Más allá del afloramiento, la superficie se sacudía con renovada violencia. Rebka vio cómo el coche aéreo en el que habían llegado se ladeaba y caía.
Una nube de humo negro lo envolvió y comenzó a avanzar lentamente hacia ellos.
Pon los cinco sentidos, se dijo. No mires hacia atrás ni hacia arriba.
Rebka concentró toda su atención en ayudar a Max Perry. Si el otro hombre caía, todos se irían con él.
Siguieron adelante, tropezando y resbalando sobre los guijarros sueltos. Hubo un momento crítico cuando Perry patinó y cayó boca abajo sobre la roca. Emitió un gemido al golpear sus manos quemadas contra la superficie. La piel de sus palmas se abrió. Rebka lo sujetó para que no continuase cayendo. Pocos segundos después, volvían a escalar la pendiente del lecho.
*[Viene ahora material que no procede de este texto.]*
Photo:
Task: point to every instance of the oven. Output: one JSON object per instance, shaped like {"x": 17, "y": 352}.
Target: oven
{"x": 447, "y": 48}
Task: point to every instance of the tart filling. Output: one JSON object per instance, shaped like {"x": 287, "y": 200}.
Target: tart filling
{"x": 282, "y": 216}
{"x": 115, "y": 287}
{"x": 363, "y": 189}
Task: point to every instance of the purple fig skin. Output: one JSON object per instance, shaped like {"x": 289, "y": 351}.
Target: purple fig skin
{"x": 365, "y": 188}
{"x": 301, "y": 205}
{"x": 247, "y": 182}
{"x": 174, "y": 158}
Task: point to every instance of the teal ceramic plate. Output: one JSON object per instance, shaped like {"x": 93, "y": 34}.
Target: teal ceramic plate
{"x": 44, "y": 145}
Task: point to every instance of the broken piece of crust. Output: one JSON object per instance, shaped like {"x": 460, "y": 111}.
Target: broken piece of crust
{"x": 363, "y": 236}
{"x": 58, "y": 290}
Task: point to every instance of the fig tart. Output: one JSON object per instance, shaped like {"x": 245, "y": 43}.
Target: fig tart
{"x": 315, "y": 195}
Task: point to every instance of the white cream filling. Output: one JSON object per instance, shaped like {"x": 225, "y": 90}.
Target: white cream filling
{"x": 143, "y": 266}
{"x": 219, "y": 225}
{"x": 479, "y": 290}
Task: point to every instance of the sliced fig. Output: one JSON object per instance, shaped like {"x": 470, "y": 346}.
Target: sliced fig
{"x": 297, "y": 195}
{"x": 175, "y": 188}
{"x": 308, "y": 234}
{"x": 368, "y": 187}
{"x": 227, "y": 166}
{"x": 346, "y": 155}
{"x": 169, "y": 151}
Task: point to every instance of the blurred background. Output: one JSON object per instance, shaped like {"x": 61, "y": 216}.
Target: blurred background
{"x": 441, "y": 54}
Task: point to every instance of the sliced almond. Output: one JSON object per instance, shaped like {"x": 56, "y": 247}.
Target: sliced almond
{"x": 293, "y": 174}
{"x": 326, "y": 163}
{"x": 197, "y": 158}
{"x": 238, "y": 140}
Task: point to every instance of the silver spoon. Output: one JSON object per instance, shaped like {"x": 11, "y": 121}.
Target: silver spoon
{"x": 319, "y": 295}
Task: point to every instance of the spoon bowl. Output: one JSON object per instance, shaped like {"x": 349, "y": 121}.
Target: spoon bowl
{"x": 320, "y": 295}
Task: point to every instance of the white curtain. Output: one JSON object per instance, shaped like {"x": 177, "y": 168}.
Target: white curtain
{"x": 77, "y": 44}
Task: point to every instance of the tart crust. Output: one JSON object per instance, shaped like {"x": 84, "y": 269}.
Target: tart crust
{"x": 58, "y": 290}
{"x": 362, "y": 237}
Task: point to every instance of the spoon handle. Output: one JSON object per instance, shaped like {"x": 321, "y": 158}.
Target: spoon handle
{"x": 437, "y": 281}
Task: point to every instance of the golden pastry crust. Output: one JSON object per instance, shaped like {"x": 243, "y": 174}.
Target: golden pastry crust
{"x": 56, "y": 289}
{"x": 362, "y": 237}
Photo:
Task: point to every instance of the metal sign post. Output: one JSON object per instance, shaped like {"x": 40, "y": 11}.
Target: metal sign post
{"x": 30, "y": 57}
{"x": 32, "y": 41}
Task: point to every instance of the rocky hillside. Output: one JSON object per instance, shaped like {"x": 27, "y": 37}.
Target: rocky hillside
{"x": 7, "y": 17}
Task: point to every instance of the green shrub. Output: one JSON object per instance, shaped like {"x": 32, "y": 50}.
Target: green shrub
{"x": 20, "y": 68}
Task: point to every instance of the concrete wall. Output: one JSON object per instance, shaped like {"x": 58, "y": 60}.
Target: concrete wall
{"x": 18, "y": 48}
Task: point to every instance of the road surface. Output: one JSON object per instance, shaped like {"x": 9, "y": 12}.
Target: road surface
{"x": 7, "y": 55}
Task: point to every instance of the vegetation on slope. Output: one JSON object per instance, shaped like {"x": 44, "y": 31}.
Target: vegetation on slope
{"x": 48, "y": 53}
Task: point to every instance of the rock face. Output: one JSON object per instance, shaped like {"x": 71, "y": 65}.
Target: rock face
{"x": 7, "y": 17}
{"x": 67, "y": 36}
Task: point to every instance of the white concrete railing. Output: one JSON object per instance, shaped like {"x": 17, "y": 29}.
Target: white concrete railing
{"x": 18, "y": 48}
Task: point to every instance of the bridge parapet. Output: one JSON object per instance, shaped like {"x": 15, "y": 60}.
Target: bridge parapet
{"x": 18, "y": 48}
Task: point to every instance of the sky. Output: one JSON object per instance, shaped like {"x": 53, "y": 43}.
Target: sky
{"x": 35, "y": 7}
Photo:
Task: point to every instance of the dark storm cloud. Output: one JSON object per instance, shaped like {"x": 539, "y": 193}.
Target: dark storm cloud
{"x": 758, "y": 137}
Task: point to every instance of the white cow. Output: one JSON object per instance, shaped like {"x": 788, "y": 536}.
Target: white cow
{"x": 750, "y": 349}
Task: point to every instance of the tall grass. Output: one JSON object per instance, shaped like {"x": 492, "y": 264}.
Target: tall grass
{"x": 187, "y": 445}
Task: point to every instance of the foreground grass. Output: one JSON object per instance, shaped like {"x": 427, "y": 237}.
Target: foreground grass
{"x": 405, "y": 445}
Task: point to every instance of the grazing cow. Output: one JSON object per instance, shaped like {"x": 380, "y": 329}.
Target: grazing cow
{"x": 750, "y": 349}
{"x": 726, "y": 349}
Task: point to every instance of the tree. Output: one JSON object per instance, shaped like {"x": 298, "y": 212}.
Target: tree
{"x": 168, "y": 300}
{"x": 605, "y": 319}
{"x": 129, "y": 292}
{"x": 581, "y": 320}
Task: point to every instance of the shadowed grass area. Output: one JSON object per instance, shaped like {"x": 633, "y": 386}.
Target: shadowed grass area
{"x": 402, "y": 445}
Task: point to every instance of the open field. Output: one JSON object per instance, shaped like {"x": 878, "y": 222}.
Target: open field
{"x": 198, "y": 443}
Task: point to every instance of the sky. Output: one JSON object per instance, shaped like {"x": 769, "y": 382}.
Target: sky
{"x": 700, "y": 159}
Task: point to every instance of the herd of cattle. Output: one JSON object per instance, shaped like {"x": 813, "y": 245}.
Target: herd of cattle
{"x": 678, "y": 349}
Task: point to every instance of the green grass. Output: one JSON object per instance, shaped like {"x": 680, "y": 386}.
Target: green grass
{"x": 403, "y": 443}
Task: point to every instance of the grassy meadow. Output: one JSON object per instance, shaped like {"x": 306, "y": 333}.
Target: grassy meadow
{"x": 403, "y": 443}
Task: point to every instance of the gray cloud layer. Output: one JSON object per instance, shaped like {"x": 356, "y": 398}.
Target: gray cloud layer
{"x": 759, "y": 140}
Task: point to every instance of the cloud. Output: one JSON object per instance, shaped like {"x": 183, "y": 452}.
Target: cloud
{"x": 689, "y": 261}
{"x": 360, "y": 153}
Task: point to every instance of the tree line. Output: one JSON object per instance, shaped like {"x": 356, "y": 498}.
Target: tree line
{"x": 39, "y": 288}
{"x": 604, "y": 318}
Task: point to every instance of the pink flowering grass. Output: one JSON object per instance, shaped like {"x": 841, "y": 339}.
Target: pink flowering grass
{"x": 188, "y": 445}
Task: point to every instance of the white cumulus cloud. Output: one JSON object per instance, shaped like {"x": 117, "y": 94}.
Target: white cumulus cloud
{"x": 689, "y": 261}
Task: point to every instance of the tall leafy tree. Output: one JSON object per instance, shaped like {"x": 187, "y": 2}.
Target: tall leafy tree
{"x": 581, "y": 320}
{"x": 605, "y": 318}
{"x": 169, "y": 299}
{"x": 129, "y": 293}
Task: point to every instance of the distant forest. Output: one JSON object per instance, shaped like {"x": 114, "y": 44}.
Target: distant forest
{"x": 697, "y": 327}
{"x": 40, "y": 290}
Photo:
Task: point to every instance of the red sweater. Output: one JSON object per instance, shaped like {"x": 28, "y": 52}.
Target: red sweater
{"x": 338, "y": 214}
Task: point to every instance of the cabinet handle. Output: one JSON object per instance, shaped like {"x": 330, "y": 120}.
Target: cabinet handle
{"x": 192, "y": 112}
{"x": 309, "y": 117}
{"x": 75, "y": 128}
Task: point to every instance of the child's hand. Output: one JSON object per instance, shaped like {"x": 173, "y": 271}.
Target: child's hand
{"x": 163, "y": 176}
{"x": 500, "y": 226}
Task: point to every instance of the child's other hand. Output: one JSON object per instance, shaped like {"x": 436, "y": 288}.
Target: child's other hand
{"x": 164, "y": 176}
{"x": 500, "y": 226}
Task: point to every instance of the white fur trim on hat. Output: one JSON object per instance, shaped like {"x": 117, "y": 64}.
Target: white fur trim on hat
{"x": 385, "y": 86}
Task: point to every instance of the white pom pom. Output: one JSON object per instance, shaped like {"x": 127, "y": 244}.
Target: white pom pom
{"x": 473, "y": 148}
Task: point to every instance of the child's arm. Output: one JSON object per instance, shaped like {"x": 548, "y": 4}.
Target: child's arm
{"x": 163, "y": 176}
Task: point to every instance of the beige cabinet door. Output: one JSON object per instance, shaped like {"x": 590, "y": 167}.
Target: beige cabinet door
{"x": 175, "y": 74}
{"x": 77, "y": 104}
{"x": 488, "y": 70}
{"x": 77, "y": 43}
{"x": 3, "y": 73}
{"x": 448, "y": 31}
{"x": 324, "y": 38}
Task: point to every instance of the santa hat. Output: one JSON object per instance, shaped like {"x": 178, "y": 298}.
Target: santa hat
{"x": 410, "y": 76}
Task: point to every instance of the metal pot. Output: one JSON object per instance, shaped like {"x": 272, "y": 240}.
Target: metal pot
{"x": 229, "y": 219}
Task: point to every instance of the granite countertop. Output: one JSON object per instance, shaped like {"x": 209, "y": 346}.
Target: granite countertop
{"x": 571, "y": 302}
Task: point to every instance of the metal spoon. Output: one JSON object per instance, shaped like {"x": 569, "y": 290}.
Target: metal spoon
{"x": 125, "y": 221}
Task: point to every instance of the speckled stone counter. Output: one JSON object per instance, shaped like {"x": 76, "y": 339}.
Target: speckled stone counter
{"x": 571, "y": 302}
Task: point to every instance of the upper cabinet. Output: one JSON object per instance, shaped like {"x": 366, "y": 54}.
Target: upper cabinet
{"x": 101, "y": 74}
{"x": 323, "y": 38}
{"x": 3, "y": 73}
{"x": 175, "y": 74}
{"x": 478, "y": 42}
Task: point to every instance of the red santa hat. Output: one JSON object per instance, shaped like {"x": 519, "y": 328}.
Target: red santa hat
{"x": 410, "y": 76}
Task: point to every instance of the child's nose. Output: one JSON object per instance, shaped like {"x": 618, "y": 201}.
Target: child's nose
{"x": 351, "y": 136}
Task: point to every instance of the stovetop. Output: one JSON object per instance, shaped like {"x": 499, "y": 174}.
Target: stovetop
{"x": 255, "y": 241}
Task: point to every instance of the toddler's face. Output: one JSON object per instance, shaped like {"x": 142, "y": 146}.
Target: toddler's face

En cuanto Perry estuvo casi arriba, Rebka se volvió para ver qué ocurría atrás. Graves tenía las piernas tambaleantes, a punto de derrumbarse, 7 Geni Carmel lo sujetaba. Los otros tres todavía se encontraban a mitad de camino y avanzaban lentamente. Rebka pudo escuchar cómo Kallik chasqueaba y silbaba por el esfuerzo.
Tendrían que arreglárselas por su cuenta. Su prioridad en ese momento debía ser la nave. ¿Estaría en condiciones de funcionar y tendría la potencia suficiente para ponerse en órbita? Perry se había acercado a la Nave de los Sueños Estivales y permanecía allí frente a la puerta cerrada. Alzó las manos con frustración cuando Rebka se acercó a él. Como no podía utilizar los dedos, no tenía forma de entrar.
—Vaya a decirle a los demás que se apresuren…, particularmente a Kallik.
Rebka abrió la portilla y entonces tomó conciencia de lo pequeña que era la nave. Aunque Perry le había dicho que se parecía más a un juguete que a una nave espacial, de todos modos su tamaño fue una sorpresa desagradable. El espacio interior no era mucho más grande que el del coche aéreo.
Fue a estudiar los controles. Al menos no tendría ningún problema con ellos, incluso sin la ayuda de Kallik o de Elena Carmel. El tablero era el más simple que jamás hubiese visto.
Encendió los indicadores. La potencia era verdaderamente escasa. ¿Y si sólo alcanzaba para dar la mitad del salto hacia la órbita? Miró el cronómetro. Menos de una hora para la Marea Estival. Eso respondía a su pregunta. No tenía alternativa. Mientras los demás se introducían en la nave, él se preparó para el despegue.
Darya Lang y Geni Carmel fueron las últimas en entrar.
—Cierren la portilla —dijo Rebka, y se volvió nuevamente hacia los controles. No las observó hacer lo que les había ordenado. Tampoco había tiempo para la larga lista de verificaciones que debían preceder a un ascenso al espacio. Por la ventana delantera podía ver un manto de fuego que avanzaba hacia ellos. En pocos segundos estaría sobre la nave—. Sujétense fuerte. Nos elevamos a tres ges.
Eso si tenemos suerte, pensó. Si no… Rebka aplicó la máxima potencia de ascenso. La nave tembló y se estremeció sobre el suelo.
Durante lo que parecieron minutos, nada pasó. Entonces, mientras las llamas avanzaban hacia ellos, la Nave de los Sueños Estivales emitió un gemido, se sacudió y se elevó hacia el cielo negro y turbulento de Sismo.